Nous avons vu que l’écorce terrestre se divise en roches stratifiées ou non stratifiées. Les premières n’offrent pas toujours la disposition régulière que nous ayons observée dans les carrières de Montmartre. Voici, par exemple, une carrière des environs de Grenoble, où les masses semblent avoir roulé les unes sur les autres comme à la suite d’éboulements successifs. Ces irrégularités de courbure peuvent quelquefois s’exagérer à tel point, que la roche présente alors une série d’ondulations analogues à celles de plusieurs lames de carton primitivement placées horizontalement les unes au-dessus des autres, et que l’on aurait ensuite ployées en divers sens, de façon a faire décrire à la masse une série de courbes en zigzag. Il est évident que, si l’on faisait une coupe verticale sur ces lames ainsi contournées, on verrait apparaître sur la tranche autant de couches superposées qu’il y avait de lames primitives. Eh bien, il en est exactement de même de certaines roches stratifiées. Seulement, les lames de carton sont remplacées ici par des masses énormes de calcaire, d’argile, de sable ou d’autres matières minérales plus ou moins condensées. Le premier mode de stratification a reçu le nom de stratification concordante, tandis que ce dernier est désigné sous celui de stratification discordante ou transqressive. Mais, en réalité, la discordance n’est qu’apparente. Car le parallélisme existe toujours, et les roches se succèdent constamment dans le même ordre de superposition.

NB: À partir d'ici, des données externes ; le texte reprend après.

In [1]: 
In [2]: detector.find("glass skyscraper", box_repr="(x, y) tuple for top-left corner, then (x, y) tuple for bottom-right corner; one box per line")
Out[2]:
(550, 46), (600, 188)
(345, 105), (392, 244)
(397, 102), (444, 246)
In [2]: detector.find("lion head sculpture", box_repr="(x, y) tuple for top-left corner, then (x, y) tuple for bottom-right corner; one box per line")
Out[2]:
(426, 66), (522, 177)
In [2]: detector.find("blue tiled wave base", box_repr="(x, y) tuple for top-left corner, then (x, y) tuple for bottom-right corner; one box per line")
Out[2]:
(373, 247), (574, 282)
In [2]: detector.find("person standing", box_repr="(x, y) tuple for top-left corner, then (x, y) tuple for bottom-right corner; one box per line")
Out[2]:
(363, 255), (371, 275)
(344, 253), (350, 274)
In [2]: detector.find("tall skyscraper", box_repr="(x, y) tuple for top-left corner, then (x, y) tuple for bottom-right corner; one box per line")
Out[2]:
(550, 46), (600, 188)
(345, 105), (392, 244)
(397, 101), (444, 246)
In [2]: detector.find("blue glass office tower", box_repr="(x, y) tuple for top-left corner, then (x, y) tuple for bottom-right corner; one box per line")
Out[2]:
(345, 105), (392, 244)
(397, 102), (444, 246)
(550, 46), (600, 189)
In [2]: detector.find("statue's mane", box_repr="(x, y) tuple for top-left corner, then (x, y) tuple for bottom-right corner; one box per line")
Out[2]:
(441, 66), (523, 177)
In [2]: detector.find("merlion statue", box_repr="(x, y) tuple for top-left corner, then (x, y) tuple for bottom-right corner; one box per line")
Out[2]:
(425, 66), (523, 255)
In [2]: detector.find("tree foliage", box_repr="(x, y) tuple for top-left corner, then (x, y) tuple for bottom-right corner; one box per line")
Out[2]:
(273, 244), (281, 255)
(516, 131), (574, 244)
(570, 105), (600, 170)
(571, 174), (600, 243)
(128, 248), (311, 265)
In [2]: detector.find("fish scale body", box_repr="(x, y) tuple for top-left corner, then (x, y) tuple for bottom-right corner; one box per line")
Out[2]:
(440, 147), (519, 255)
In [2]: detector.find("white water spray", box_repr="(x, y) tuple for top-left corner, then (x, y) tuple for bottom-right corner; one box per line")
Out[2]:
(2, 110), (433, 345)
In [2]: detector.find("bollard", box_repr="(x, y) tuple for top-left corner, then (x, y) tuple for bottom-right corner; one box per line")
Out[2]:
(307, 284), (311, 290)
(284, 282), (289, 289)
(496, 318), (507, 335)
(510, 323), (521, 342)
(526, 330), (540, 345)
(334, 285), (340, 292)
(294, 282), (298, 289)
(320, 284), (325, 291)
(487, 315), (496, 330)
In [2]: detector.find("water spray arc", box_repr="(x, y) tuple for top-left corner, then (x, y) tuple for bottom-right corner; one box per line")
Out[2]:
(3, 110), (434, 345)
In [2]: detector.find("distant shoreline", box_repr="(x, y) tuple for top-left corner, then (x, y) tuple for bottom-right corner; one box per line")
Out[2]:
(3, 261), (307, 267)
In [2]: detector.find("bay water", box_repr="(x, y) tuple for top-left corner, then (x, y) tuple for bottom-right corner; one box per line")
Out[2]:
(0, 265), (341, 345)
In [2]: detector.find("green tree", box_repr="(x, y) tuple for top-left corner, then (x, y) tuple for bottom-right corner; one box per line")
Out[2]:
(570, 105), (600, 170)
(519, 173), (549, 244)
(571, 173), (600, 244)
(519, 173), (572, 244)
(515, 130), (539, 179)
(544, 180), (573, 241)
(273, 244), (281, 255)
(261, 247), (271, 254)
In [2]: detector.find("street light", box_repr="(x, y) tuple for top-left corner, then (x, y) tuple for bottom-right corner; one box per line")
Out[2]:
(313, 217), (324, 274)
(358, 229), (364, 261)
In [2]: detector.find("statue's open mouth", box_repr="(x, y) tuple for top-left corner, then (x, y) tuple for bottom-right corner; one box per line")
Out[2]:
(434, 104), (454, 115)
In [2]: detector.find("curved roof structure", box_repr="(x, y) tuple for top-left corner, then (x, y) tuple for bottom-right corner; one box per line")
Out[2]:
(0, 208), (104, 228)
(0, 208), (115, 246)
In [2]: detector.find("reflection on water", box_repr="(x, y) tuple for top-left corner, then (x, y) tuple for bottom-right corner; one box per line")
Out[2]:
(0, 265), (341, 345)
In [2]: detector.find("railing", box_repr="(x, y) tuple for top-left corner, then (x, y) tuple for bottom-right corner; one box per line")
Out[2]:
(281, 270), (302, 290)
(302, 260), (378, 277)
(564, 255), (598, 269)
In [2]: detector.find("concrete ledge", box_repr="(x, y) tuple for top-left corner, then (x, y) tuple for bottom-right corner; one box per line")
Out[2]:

Si maintenant nous examinons une de ces roches en elle-même, de façon à nous rendre compte des divers éléments qui la composent, nous verrons (par exemple, dans les carrières des environs de Paris) qu’indépendamment des parties amorphes (sable, argile, craie, etc.), il y a des débris organiques, de véritables coquilles tout à fait semblables à celles que l’on rencontre sur les grèves de la Méditerranée ou de l’Océan. Mais cette similitude est loin d’être complète. Car on n’a pas pu retrouver jusqu’à ce jour un seul exemplaire vivant de ces mollusques dont la terre nous a conservé les images pétrifiées. Voici, par exemple, une bélemnite énorme trouvée dans les carrières de Montmartre. C’est une espèce complètement perdue. Du reste, ce ne sont pas là les seuls vestiges animaux que l’on rencontre dans le terrain crétacé des environs de Paris. On y trouve en abondance de petites coquilles microscopiques qui forment, pour ainsi dire, la trame de ces magnifiques blocs de pierre que vous voyez transporter chaque jour, à travers les rues et les places publiques, par ces charrettes énormes que traînent péniblement de longues files de chevaux normands et berrichons. Ces coquilles, connues sous le nom de foraminifères, appartiennent à d’anciens mollusques maritimes. Elles en présentent plusieurs. Les plus grandes atteignent à peine 2 millimètres de diamètre. On n’en est pas moins parvenu à en distinguer près de huit cents espèces différentes. On trouve encore dans les carrières de Montmartre et de Gentilly d’autres coquilles marines appelées nummulites, à cause de leur forme assez semblable à celle d’une pièce de monnaie dont la surface serait striée de raies transversales. C’est dans les couches de ce calcaire à nummulites, très abondant dans l’Artois, dans la montagne Noire, dans certains plateaux du département du Lot, qu’on a rencontré à Maestricht cet animal extraordinaire qui a tant occupé les savants. La tête, qu’on a pu reconstituer presque entièrement, était ornée de dents redoutables, ayant 1m,50 de longueur.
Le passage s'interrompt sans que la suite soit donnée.